Connecting from CentOS 6 to Windows Server 2008 R2 used to be impossible if you had Network Level Authentication required on your Windows Servers. However, the latest version of rdesktop (1.8 as of this writing) finally integrates NLA. Unfortunately, if you’re using CentOS 6 or Red Hat Enterprise Linux 6, the newest version is not currently available from the EPEL or base repos. In this article I’m going to show you how to build and install the software so it works correctly.
Prerequisites: both your CentOS/RHEL server and Windows Server must be part of an Active Directory Domain (or other Domain) so you can initialize a Kerberos ticket.
The latest source from rdesktop needs to be downloaded from here.
First, we need to install the build tools (make, gcc, etc) before we can compile the software. The easiest way to do this is install the Development Tools package group: yum groupinstall ‘Development Tools’
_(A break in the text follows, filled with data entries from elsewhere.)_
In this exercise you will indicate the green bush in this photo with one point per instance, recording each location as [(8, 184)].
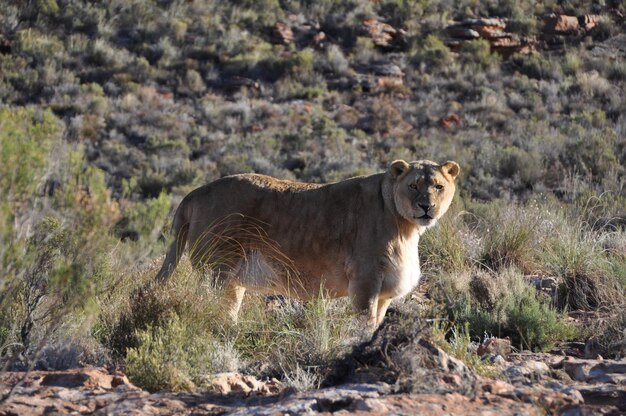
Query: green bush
[(175, 356), (502, 304)]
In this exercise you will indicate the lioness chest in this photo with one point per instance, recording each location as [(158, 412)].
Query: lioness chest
[(402, 272)]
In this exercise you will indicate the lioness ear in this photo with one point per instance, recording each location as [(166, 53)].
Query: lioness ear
[(451, 168), (398, 168)]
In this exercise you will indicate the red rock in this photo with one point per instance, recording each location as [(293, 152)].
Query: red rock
[(588, 21), (561, 24), (383, 34)]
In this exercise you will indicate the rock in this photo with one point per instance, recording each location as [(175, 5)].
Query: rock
[(604, 394), (370, 405), (588, 21), (319, 39), (91, 378), (493, 30), (461, 32), (493, 345), (384, 35), (530, 370), (560, 24), (227, 383), (282, 33), (448, 122), (605, 371), (496, 386)]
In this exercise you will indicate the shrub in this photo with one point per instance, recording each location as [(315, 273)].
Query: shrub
[(174, 356), (501, 304)]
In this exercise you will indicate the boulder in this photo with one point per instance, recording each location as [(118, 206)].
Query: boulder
[(384, 35)]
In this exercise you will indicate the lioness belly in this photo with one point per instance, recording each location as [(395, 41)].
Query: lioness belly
[(260, 273)]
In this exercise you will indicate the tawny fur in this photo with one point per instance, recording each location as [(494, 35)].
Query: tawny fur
[(354, 238)]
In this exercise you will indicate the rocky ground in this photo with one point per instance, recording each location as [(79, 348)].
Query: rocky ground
[(388, 375)]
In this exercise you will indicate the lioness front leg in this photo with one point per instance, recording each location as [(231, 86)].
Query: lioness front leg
[(383, 304), (233, 297), (364, 296)]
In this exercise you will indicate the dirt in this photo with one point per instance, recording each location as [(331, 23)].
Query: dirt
[(396, 372)]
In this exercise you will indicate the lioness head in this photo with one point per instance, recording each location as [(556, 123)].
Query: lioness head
[(423, 190)]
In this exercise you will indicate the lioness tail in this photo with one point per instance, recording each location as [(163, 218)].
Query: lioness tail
[(180, 230)]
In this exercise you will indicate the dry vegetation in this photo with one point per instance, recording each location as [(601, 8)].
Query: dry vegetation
[(111, 111)]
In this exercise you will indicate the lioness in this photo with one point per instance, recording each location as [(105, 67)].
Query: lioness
[(355, 238)]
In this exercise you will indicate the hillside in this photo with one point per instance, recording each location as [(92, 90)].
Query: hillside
[(110, 112)]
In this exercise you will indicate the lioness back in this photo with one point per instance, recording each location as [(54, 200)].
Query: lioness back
[(354, 238)]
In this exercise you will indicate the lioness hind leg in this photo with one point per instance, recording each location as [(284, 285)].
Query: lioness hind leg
[(383, 304), (366, 303), (233, 297)]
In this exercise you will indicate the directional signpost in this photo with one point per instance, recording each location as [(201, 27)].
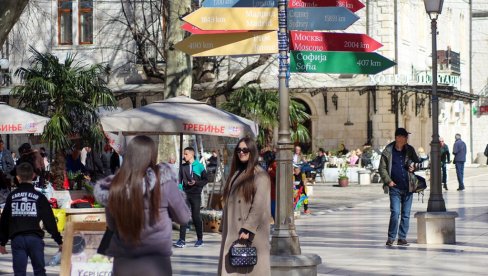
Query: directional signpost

After the install of those packages complete, we also need to install libgssglue-devel package: yum install libgssglue-devel
After you’ve download the source, untar it as follows: tar zxvf <filename>
After the archive has been unpacked, cd into the directory.
Run ./configure –disable-smartcard
If you require smartcard integration, you should remove that option and install the necessary packages. I don’t cover that here, nor have I tested it.
Run make && make install
The software should now be install successfully in /usr/local/bin
Now, to actually use this software, the Linux machine will have to be part of the Active Directory Domain so you can request a Kerberos tgt ticket.
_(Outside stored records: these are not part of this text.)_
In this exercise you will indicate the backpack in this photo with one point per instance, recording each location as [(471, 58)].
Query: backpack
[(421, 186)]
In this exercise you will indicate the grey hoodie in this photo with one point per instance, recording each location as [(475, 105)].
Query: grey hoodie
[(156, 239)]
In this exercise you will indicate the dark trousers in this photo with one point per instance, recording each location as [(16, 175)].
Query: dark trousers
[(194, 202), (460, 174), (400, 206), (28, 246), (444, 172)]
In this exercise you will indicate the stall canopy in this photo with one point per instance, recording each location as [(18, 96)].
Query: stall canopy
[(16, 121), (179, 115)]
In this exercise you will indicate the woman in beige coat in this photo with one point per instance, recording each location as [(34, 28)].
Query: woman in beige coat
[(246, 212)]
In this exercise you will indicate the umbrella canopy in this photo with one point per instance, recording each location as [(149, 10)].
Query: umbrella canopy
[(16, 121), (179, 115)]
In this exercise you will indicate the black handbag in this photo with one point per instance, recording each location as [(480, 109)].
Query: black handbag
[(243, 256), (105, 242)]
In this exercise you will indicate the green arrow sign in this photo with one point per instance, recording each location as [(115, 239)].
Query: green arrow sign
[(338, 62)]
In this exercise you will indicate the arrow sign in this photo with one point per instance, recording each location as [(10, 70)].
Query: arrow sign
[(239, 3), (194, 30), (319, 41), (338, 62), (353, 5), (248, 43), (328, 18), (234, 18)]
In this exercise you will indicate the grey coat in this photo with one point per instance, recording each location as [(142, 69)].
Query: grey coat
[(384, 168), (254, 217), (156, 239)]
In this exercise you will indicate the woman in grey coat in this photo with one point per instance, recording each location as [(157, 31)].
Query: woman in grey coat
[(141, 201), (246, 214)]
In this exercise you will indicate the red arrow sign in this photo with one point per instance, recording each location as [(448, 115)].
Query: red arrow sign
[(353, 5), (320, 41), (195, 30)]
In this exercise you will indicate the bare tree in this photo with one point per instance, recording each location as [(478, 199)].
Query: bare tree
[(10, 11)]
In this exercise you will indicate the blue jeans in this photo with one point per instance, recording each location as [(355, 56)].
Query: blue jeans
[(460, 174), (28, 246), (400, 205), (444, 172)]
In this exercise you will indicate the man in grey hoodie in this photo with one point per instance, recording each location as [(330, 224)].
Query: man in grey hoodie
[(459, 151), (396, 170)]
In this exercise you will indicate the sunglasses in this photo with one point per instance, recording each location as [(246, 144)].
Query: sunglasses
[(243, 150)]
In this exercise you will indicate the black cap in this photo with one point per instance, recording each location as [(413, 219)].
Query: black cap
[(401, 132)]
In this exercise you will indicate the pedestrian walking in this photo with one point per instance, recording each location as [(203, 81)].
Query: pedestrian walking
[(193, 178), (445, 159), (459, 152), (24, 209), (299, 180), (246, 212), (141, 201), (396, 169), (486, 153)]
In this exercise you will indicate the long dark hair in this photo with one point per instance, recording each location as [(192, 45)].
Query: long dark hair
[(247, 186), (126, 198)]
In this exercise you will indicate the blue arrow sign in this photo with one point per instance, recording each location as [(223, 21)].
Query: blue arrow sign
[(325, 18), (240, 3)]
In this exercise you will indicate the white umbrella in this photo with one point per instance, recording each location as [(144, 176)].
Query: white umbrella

If you have not already done so, you should join the domain. See this article for more information: Join CentOS 6 to Active Directory Domain
Request the Kerberos Ticket: kinit mydomainadmin
Note: kinit is provided by the krb5-workstation package if you do not have that installed already.
Connect to your Windows Server as follows: /usr/local/bin/rdesktop -g 80% -u mydomainuser -p – remoteserver
I prefer to use the -g 80% option as it creates an RDP window that is approximately 80% the size of your Linux desktop. The -p - option instructs rdesktop to prompt for a password.